Microsoft is currently testing a new feature in its Edge web browser that allows users to edit images before saving them to a local system.
Reddit user Leopeva64-2 enables basic image editing functionality, including the ability to crop new features, add mark-ups, adjust or apply filters.
The new capability is currently being tested in Microsoft Edge Canary, but is only enabled in selected Edge instances. There doesn’t seem to be an experimental flag at the moment to unlock the feature.
Edge users who have enabled it in their browsers see the new option when they right-click on an image or hover over it. The right-click menu displays the “Edit Image” option as a new entry, and the mouse hover option displays a new icon under the “Visual Search” icon. Activation of the icon displays a menu containing image editing commands and others, including the option to hide the active site or all sites.
Windows users who look at the image editor may notice that it looks like the editor baked in the Microsoft Windows Photos app. The interface looks the same here and there with just a few changes.

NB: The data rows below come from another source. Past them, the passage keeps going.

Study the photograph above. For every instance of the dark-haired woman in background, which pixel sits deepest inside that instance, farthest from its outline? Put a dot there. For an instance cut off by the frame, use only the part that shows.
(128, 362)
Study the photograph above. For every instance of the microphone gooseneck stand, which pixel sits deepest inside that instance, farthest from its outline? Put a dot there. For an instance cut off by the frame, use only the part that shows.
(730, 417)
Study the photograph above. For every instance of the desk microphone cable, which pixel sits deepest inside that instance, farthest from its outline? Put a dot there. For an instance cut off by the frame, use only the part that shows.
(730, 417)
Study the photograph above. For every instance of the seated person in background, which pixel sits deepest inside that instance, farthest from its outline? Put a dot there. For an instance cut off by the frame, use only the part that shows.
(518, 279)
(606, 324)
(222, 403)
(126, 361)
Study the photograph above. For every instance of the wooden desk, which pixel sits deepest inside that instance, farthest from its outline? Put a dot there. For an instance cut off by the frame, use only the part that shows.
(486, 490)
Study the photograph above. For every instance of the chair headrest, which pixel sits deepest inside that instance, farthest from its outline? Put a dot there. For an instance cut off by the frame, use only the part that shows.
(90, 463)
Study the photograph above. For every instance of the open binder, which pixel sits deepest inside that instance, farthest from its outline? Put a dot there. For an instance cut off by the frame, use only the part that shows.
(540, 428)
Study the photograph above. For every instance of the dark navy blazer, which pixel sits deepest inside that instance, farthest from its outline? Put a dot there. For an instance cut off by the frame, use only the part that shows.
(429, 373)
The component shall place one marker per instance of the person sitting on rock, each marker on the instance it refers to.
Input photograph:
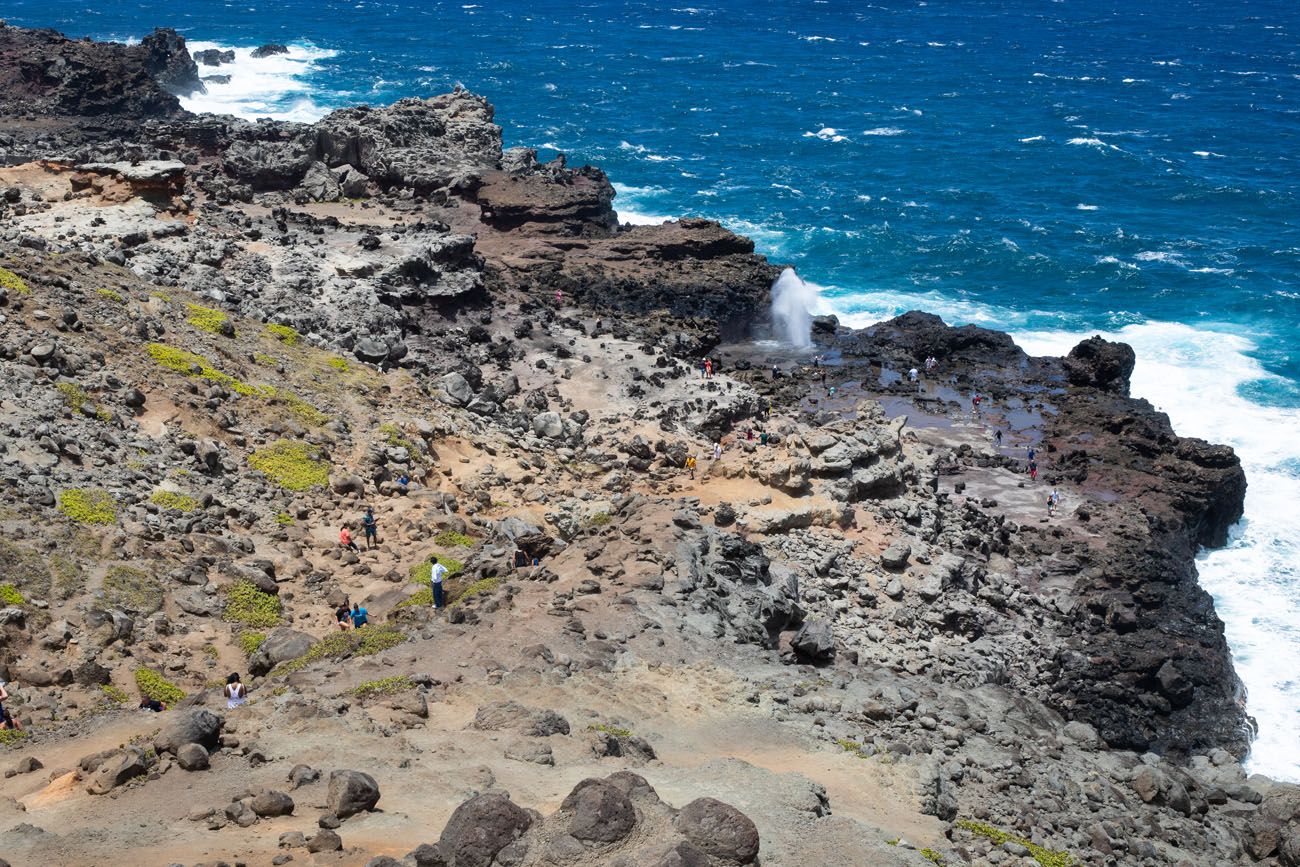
(235, 692)
(359, 616)
(345, 538)
(372, 528)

The four main editing options, crop, adjustment, filter and markup are in the same position. Save and undo swapped locations with zoom and rotate the control bar below and other image editing options look the same.
Similar editing tools are available even in the submenu. A click on adjustments to edit image light and color related parameters displays the same sidebar. When you select markup, you will notice that the available markup tools are displayed on the left, not the bottom. Other than that, the tool still gives you the option to use the pen or highlighter directly on the image.
Does a web browser require image editing functionality?
Edge users who wanted to edit images found in the browser had two options so far: save the image and open it in an image editor, or use the built-in web capture tool. The latter is very basic, as it only supports drawing.
Image editors are more powerful than what Photo App or Microsoft Edge offers, but they may not always be needed, for example, to quickly highlight or crop a part of an image. However, most Edge users may have no use for editing their downloaded images.
Some might say that Microsoft Edge is adding a lot of features that make the browser swell. The feature on the other hand can be turned off, so that it no longer goes in the way.
Now it’s your turn: Image editor in browser, yes or no?